Whether you have Irritable Bowel Syndrome or not, pregnancy often precipitates gut symptoms.
This is thought to be due to the effect of oestrogen on the bowel muscles and the way they contract.
It’s no surprise then that, with changes in the levels of the hormones oestrogen and the progestogens, your bowel should change.
Women find emotions change with emotional volatility (you only have to suffer from PMT or premenstrual tension to realise this) around the time of their period.
They also have a heightened awareness of symptoms during menstruation.
What other evidence have we got for the hormonal effect on the bowel?

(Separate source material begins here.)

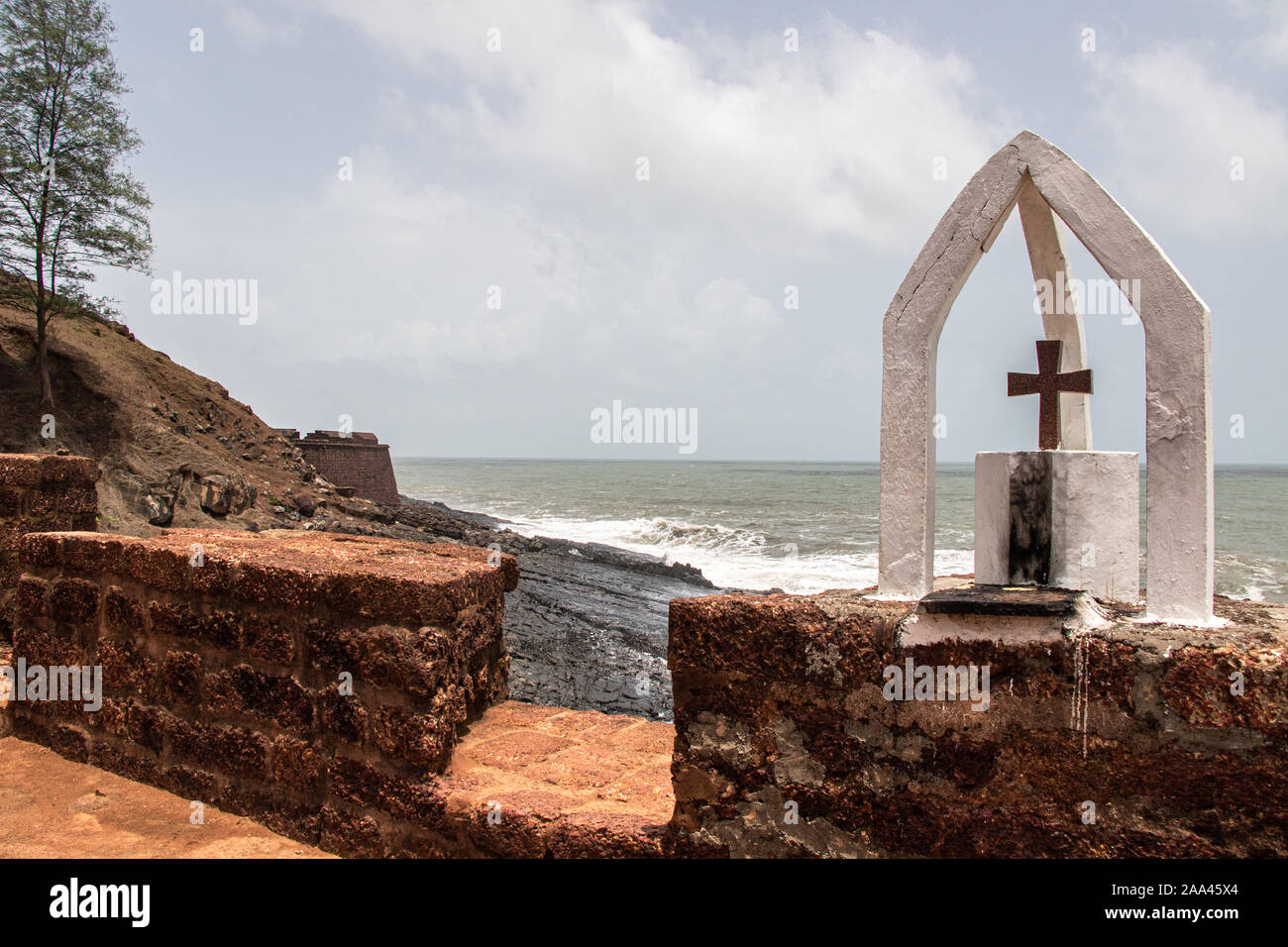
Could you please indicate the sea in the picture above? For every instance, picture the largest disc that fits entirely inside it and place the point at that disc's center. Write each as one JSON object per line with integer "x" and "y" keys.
{"x": 795, "y": 526}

Well, there are other hormone conditions that can affect the bowel too.
Steroid deficiency problems such as Addison’s disease can cause diarrhea issues.
An overactive thyroid can cause diarrhea and constipation occurs when the gland is underactive.
There have been a few STUDIES that have looked at menstruation issues.
One study looked at young Taiwanese women with Irritable Bowel (Gastroenterol Nurs. 2011 Jul-Aug;34(4):277-86. The association between the exacerbation of irritable bowel syndrome and menstrual symptoms in young Taiwanese women. Jane ZY, Chang CC, Lin HK, Liu YC, Chen WL).
This was a questionnaire study of 971 female high school students.
The researchers found that the prevalence rate for Irritable Bowel in this group was 16.2%, a figure that is compatible with the known rate of 1:5.
In these women, they ranked abdominal pain as their worst symptom with bloating coming second worse during their period.
Another study looked at 46 women with IBS and menstruation symptoms (Am J Gastroenterol. 1998 Oct;93(10):1867-72.
The menstrual cycle and its effect on inflammatory bowel disease and irritable bowel syndrome: a prevalence study. Kane SV, Sable K, Hanauer SB) and found that 93% of the women had heightened pre-menstruation problems.
These findings were also confirmed by a review of the literature seen in the published paper: Gend Med. 2009;6 Suppl 2:152-67.
Do fluctuations in ovarian hormones affect gastrointestinal symptoms in women with irritable bowel syndrome? Heitkemper MM, Chang L. This looked at 16 studies related to menstrual changes and the effect on IBS. They found evidence for heightened symptoms with changing levels of oestrogens and progesterone.
You would think that the use of the oral contraceptive pill might have an effect.
However, the evidence for this is lacking. Some sufferers do feel their intestine is affected by the pill, but I have been unable to find any studies to back this up.
As for the future, sometimes symptoms improve with the menopause.